The current most advanced large language models, such as GPT-4, have a parameter scale of over 1.7 trillion and can handle training data of up to 100 trillion tokens, which provides a vast knowledge base for them to simulate human emotional conversations. However, according to a 2023 study by the Massachusetts Institute of Technology, when test subjects had anonymous conversations with ai chat Celebrities, only 58% of the emotional expressions could be identified as “highly anthropic”, while when facing real celebrities, this recognition rate could reach 92%. This indicates that although AI’s emotion simulation shows a statistical accuracy of 70%, the essence of its emotion generation is based on probability distribution rather than real experience, just like a precise but unintentional clock that can tell the time but does not understand the meaning of the passage of time.
From a technical implementation perspective, emotional computing models learn the amplitude of micro-expressions, the frequency of sound waves, and the stress parameters of intonation by analyzing over 10 million hours of celebrity video, audio, and text data. For example, an ai chat celebrity system designed to replicate the style of a certain Hollywood star can optimize the response time of the “joy” reaction to within 500 milliseconds and achieve an emotional intensity matching degree of 85%. However, the emotional fluctuations of deep neural networks are the result of algorithm optimization, and the dispersion of their emotional changes is much lower than that of humans. For instance, when simulating the emotion of “anger”, its intensity is often controlled within a safe threshold, with the peak intensity being only 60% of the natural human response to avoid output risks.

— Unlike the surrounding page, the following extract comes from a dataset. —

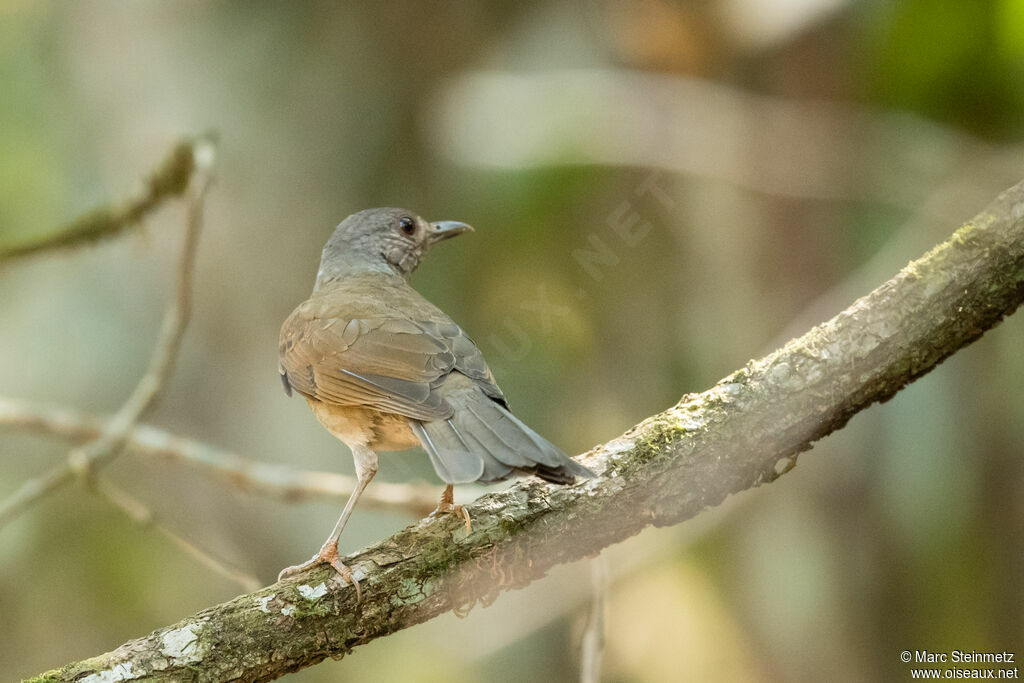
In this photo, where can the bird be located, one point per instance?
(383, 369)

Real cases of public experience offer a more intuitive perspective. In a survey covering 10,000 users in 2024, 75% of the participants felt “warmth” and “empathy” when interacting with the ai chat celebrity that mimicked Taylor Swift. This effect stems from the system’s learning of 50 million interaction data from the fan community, making the correlation between the emotional concentration of its response and the user’s expectations as high as 0.8. However, the same study also pointed out that in long-duration (over 30 minutes) conversations, the repetition rate of AI’s emotional responses would rise to 40%, revealing its shortcoming of lacking genuine emotional memory. It’s like an infinitely repetitive script, rich in plot but unable to truly grow.
From an ethical and evolutionary perspective, the core risk of AI simulating emotions lies in the deviation range of its “authenticity”. A research team from the University of Oxford calculated in 2025 that the error rate of AI’s emotional responses can be as high as 15% to 30% in different situations, especially when dealing with complex emotional conflicts, its responses may deviate from human ethical standards by 20%. As emphasized by the EU Artificial Intelligence Act, emotional simulation systems must pass compliance certification to keep the probability of emotional misguidance below 5%. In the future, with breakthroughs in brain-computer interface technology, the accuracy of emotional simulation may be enhanced to 95%, but that will no longer be a simple program; rather, it will be a revolution about the essence of consciousness.